Focussing on music from the Middle Ages and Renaissance, the programme covered repertoire from the year 800 up to the early 17th century, when the early Baroque style began to emerge from the tradition of Renaissance polyphony. It featured musicians from Flanders and beyond, with a wide-ranging programme of concerts and events, the International Young Artist’s Presentation, and various associated events included a study day exploring the recently discovered Leuven Chansonnier and other educational activities. Unless otherwise noted, all the concerts took place in AMUZ.
Thursday 16 August
La Pellegrina
Scherzi Musicali
The festival opened in grand style with what turned out to be one of the last musical gasps of the Renaissance era: the lavish 1589 musical celebrations for the Florence wedding of Duke Ferdinando I de’ Medici and Christina of Lorraine. The Belgian group Scherzi Musicali performed the six Intermedii composed by a variety of composers to be performed between the sections of the play La Pellegrina. The six Intermedii represent an assumed Greek heritage for Florence and reflect the role of music in human development through a series of scenes from Greek mythology, building toward a spectacular finale as the gods celebrate their gift of music, and the wedded bliss of the wedded couple.

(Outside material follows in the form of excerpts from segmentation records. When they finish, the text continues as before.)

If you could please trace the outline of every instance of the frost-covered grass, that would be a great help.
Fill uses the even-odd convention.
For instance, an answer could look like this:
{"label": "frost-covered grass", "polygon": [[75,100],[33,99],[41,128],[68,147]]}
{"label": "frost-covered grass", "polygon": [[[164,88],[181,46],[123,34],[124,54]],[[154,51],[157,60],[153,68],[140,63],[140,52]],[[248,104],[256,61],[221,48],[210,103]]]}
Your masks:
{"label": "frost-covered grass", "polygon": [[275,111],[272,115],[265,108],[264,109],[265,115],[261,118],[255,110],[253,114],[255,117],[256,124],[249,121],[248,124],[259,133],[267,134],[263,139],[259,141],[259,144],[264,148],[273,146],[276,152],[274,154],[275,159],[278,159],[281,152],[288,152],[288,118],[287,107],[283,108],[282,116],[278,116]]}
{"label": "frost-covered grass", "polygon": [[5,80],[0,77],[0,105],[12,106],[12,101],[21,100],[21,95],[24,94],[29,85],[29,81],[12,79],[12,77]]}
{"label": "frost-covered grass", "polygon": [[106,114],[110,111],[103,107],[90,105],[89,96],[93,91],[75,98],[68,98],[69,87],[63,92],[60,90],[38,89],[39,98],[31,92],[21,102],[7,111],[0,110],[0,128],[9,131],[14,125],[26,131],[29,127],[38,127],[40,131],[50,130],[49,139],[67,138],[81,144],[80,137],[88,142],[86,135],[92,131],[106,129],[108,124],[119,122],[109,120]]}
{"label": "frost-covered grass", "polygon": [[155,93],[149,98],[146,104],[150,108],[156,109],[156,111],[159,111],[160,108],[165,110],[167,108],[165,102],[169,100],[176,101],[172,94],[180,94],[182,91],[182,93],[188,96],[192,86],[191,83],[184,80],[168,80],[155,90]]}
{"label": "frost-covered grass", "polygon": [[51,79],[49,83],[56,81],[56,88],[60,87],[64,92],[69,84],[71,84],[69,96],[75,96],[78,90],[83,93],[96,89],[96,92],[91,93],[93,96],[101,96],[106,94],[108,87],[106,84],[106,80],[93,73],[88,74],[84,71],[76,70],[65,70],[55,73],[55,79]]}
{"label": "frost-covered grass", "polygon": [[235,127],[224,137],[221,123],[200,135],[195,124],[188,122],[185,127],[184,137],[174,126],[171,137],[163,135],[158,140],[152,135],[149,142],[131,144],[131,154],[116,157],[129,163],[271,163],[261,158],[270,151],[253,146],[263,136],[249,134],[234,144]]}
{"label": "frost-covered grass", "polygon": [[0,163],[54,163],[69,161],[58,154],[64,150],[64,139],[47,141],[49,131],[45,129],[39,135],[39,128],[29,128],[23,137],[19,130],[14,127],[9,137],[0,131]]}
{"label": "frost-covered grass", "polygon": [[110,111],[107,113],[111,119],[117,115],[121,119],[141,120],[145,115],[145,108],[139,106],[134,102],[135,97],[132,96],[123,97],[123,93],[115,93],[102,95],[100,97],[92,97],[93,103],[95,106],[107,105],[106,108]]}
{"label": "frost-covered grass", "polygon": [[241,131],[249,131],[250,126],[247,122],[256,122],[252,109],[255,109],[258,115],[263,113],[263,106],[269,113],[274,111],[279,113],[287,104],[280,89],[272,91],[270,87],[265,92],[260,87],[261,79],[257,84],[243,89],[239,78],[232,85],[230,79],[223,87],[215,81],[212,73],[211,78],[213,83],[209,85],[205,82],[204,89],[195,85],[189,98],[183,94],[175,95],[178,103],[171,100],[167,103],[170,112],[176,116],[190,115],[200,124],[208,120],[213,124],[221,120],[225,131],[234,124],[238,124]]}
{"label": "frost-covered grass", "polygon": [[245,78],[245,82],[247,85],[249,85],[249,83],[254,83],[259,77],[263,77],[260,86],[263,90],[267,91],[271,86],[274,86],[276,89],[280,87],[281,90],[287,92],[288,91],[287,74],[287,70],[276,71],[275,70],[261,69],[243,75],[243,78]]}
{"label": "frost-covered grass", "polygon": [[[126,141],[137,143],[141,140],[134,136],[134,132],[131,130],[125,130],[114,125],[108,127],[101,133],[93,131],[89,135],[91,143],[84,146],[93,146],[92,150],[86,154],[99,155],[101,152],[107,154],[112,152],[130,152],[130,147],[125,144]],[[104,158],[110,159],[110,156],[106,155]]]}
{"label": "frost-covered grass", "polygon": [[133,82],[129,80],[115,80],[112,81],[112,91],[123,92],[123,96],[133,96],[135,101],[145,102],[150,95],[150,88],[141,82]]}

The first part reflects the harmony of the spheres, opening with an extended aria from Armonia (Harmony), here sung (I think) by Wei-Linn Huang, taking the role of the composer’s wife in the first performance. This is followed by the story of King Pierus’s daughters who lose in a singing contest and are turned into magpies. The third, Il combattimento pitica d’Appolo, represents the battle between Apollo and a dragon at Delphi, followed by the defeat of demons and the start of a new golden age, featuring scenes of fire and brimstone. Before the triumphant finale, we hear Jacopo Peri’s famous Dunque fra torbid’onde (Thus in Murky Waters) as Arione sings praise to Apollo before being thrown into the sea and swallowed by a dolphin. This monody was sung by Nicolas Achten, director of Scherzi Musicali, together with two echo singers.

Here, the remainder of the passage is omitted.